A última semana de outubro foi marcada por novas quedas no mercado do boi gordo na praça paulista e em boa parte das praças pecuárias brasileiras, veja na figura 1.
Figura 1.
Variação (%) da arroba do boi gordo nos últimos 30 dias. Referência: 31/10/2022.
Fonte: Scot Consultoria
Passamos a sentir nos últimos meses maior pressão nas negociações pela carne bovina exportada para a China, atualmente nosso maior consumidor internacional, o que tirou o ímpeto comprador das indústrias, que têm trabalhado com ajustes de escalas e redução nos abates.
Esse cenário, atrelado a um escoamento ainda aquém das expectativas no mercado interno, pressionou ainda mais as cotações.
Apesar da retração nos preços das negociações, a exportação segue em boa toada. A China foi o destino de 67,3% da carne bovina in natura brasileira em setembro.
Até a terceira semana de outubro/22, 142,7 mil toneladas foram embarcadas, superando outubro/21. Se seguirmos nesse ritmo, caminhamos para o melhor outubro da história em termos de embarques.
Figura 2.
Exportação de carne bovina in natura, em mil toneladas, de janeiro a setembro em 2021 e 2022.

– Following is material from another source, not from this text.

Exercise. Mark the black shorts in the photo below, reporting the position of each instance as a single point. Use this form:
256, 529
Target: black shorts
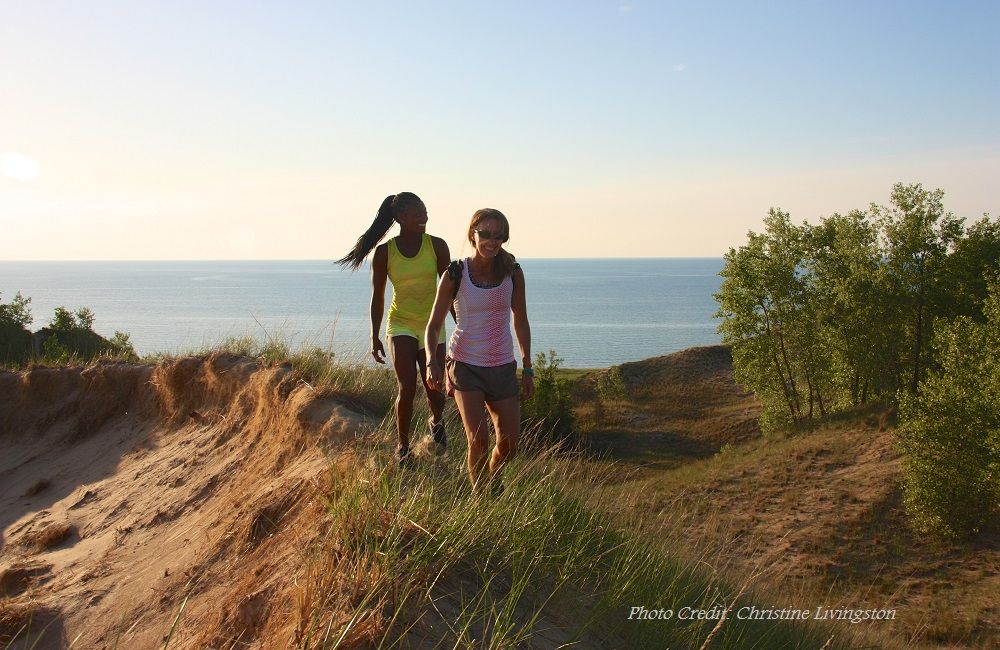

Fonte: Secex / Elaborado por Scot Consultoria
O agronegócio é influenciado, principalmente, por dois fatores: variações climáticas e oferta e demanda de um produto/commodity agrícola.
Logo, a demanda interna por um determinado produto, aqui focando na carne bovina, é, entre outros fatores, reflexo direto do poder de compra da população e dos mercados consumidores.
Em 2022, estamos vivendo, particularmente, uma das eleições presidenciais mais acirradas e polarizadas desde 1988. No contexto do mercado do boi, historicamente, os preços sobem em anos eleitorais (figura 3), mas em 2022 o ocorrido foi diferente, observamos um mercado retraído até o momento (outubro).
Figura 3.
Média da variação no preço da arroba em anos eleitorais (1998, 2002, 2006, 2010, 2014 e 2018), classificados em anos de retenção, descarte ou geral.
Fonte: Scot Consultoria
Nesse contexto, variáveis políticas e econômicas podem servir de estímulo ou desestímulo no contexto de demanda.
Em 2022, por exemplo, R$ 4,96 bilhões foram disponibilizados para o fundo eleitoral e distribuídos para os partidos a título de campanha, o maior valor já disponibilizado desde a criação do mecanismo (TSE).
Isso representa mais verba para financiamento de campanhas eleitorais, mais criação de empregos temporários, liberação de auxílios e distribuição de dinheiro de campanhas, entre outras variáveis socioeconômicas que podem refletir no poder de compra do consumidor doméstico e no aumento de demanda.
No entanto, como comentado, a cotação do boi gordo neste segundo semestre sofreu um comportamento atípico, em que os preços, que geralmente sobem na entressafra, caíram.
Além da oferta mais confortável de animais no primeiro semestre de 2022, o mercado doméstico ainda não recuperou toda a sua força e o consumo de carne está fraco. E mesmo com o mercado do boi com preços pressionados, as quedas não têm sido repassadas na mesma intensidade ao consumidor final.
A estratégia do varejo, que viu suas margens extremamente apertadas nos últimos anos, tem sido manter preços, em meio a um custo de aquisição menor, e recuperar margens, realizando promoções pontuais para reduzir os estoques.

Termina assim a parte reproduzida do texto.